Posted by: Matty | August 9, 2010 4:33 PM
The solution is simple enough: Disqualify anyone who is homosexual, heterosexual, bisexual, transsexual, or asexual from becoming a judge.
Done and done!
Posted by: Todd | August 9, 2010 4:35 PM
Since the Catholic Church campaigned for Prop 8, I guess all the practicing Catholics on the Supreme Court will have to recuse themselves when the case gets there. Let's see ... that leaves Stephen Breyer, Ruth Bader Ginsburg and Elena Kagan to decide the case. I like the plaintiff's chances!
Posted by: John Pieret | August 9, 2010 4:43 PM
Hopefully someone will give Scalia a blow job so he'll be forced to recuse himself.
Posted by: History Punk | August 9, 2010 6:35 PM
Whatever, prop 8 supporters had ample opportunity to ask walker to recuse himself. They didn't. End of argument.
Posted by: woods | August 9, 2010 7:53 PM
Just to throw another monkey wrench into all this...why does everyone assume that even if Walker is gay, that his supposed bias would be in favor of homosexual marriage? After all, he has not officially come out, and there's no difficulty in pointing out gay men who have taken very strong positions against equality for homosexuals. Ted Haggard and Larry Craig leap to mind.
Posted by: BobApril | August 9, 2010 8:33 PM
This whole non-controversy is based on conservatives denying full humanity to gays. They don't view gays as people, first and foremost; they view gays' sexuality as a primary defining trait and their humanity as merely a secondary trait. This is true of anyone who consciously or unconsciously views straight, white, Christian men as default humans.

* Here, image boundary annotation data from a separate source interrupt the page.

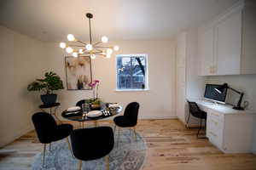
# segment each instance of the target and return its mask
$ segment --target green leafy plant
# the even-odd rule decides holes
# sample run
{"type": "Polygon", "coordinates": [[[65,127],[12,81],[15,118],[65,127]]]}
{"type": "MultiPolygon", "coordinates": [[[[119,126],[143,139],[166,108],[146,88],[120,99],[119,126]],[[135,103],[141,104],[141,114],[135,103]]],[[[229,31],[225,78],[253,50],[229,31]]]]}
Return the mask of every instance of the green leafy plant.
{"type": "Polygon", "coordinates": [[[63,89],[61,77],[52,71],[46,72],[44,79],[37,79],[27,86],[28,91],[43,91],[45,94],[53,94],[54,90],[63,89]]]}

Posted by: Sadie Morrison | August 9, 2010 8:35 PM
Damn, Andy beat me to it.
Posted by: Sadie Morrison | August 9, 2010 8:37 PM
Some really smart guy made this same point back in April, right here at Dispatches. ;)
(And now I'm off to the ER, having dislocated my arm while patting myself on the back.)
Posted by: James Hanley | August 9, 2010 9:07 PM
Since no one else has brought up these points, I will.
1. He was named to the federal bench by a Republican, the first President Bush.
2. He has a claim to neutrality. While in private practice, he represented the US Olympic Committee against an event then known as the Gay Olympics.
Posted by: Karl Sniderman | August 9, 2010 9:30 PM
David Worthington wrote:
The case is R.A.V. v City of St. Paul, but Thomas did not write an opinion in the case. He joined Scalia's majority opinion. A fascinating case. The result was actually 9-0, but White, Blackmun and Stevens each wrote a concurrence agreeing with some parts and not with others. Thomas did not write one though. But yes, by this "logic" he would have had to recuse himself -- and ironically, he fully agreed that the law was overly broad and violated the first amendment.
Posted by: Ed Brayton | August 10, 2010 12:59 AM
@History Punk
Thank you for destroying with one mental image the emotional stability I have spent decades constructing.